Syed Ali Shah Geelani, cultivated by Pakistan, then checkmated
Arun Joshi
Tribune News Service
Jammu, June 29
Syed Ali Shah Geelani’s resignation from the Hurriyat Conference faction that he led for the past 17 years is a turning point in Kashmir’s separatist politics orchestrated by Pakistan for the past 34 years, beginning with the Muslim United Front in 1986.
Cultivated by Pakistan, Geelani ultimately fell to Pakistan’s machinations of rebuilding a parallel structure to the Hurriyat Conference in Pakistan-occupied Kashmir, flattening his ambitions of presiding over his own creations and passing on the baton to persons of his choice.
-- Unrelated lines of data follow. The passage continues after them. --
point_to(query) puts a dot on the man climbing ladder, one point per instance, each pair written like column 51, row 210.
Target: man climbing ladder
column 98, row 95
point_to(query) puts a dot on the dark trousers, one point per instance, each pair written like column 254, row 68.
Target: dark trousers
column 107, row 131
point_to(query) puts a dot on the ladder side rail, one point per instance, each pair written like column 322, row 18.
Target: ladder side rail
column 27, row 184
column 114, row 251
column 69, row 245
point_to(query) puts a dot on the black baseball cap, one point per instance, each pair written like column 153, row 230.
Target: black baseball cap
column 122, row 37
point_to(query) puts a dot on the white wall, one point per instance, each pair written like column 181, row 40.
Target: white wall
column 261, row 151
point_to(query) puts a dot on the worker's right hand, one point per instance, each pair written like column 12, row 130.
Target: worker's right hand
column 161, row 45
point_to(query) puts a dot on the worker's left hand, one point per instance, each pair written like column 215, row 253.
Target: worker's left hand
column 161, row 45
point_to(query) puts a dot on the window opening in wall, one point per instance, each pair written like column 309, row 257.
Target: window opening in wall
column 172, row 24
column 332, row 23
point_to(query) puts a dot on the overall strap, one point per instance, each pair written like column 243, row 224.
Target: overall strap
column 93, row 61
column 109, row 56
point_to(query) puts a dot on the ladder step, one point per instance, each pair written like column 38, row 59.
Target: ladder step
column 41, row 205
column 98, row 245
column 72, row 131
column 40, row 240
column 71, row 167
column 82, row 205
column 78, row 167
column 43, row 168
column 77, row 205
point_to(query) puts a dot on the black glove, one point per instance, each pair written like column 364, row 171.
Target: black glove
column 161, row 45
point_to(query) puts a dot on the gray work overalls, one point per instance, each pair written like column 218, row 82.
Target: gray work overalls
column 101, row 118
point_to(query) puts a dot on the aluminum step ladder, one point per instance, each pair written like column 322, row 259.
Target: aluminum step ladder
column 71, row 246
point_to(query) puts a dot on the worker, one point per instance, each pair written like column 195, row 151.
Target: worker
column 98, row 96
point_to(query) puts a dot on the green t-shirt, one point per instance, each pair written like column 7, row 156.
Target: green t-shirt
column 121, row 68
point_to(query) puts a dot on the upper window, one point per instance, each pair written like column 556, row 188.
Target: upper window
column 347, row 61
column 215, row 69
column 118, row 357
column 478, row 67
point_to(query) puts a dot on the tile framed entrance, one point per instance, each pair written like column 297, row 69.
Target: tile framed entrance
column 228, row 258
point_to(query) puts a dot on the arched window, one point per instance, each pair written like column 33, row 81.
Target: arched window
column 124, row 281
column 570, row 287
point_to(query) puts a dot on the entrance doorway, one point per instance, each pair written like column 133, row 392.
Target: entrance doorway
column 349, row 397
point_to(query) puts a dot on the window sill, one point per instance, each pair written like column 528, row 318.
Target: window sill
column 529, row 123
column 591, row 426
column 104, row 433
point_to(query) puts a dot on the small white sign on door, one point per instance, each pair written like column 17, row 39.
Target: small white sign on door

Pakistan did not approve of Geelani’s aspirations to raise structures of his choice and acquire a larger-than-life image. This obstruction apparently made the separatist leader resign from the group that he founded in September 2003 after he had parted ways from the original APHC (All Parties Hurriyat Conference) founded in March 1993. Mirwaiz Umar Farooq was the first chairman of the conglomerate.
After having announced his resignation on the social media, he sent a two-page letter to the APHC, saying that he had tried to reach out to the Hurriyat leaders to rise to the occasion after August 5 last year, the watershed date in the history of Kashmir when Article 370 was scrapped, but he received no response.
Geelani’s letter is full of charges against the Hurriyat leaders in the PoK. Demanding accountability, he has accused them of financial irregularities.
Now, the question on most minds is: who next after Geelani? Ashraf Sehrai who had become chairman of the Tehreek-e-Hurriyat, the main constituent of the APHC (G), and whose son Junaid Sehrai was killed in an encounter with security forces, is seen as a natural successor to Geelani by some Kashmir observers. Rest, all depends on Pakistan.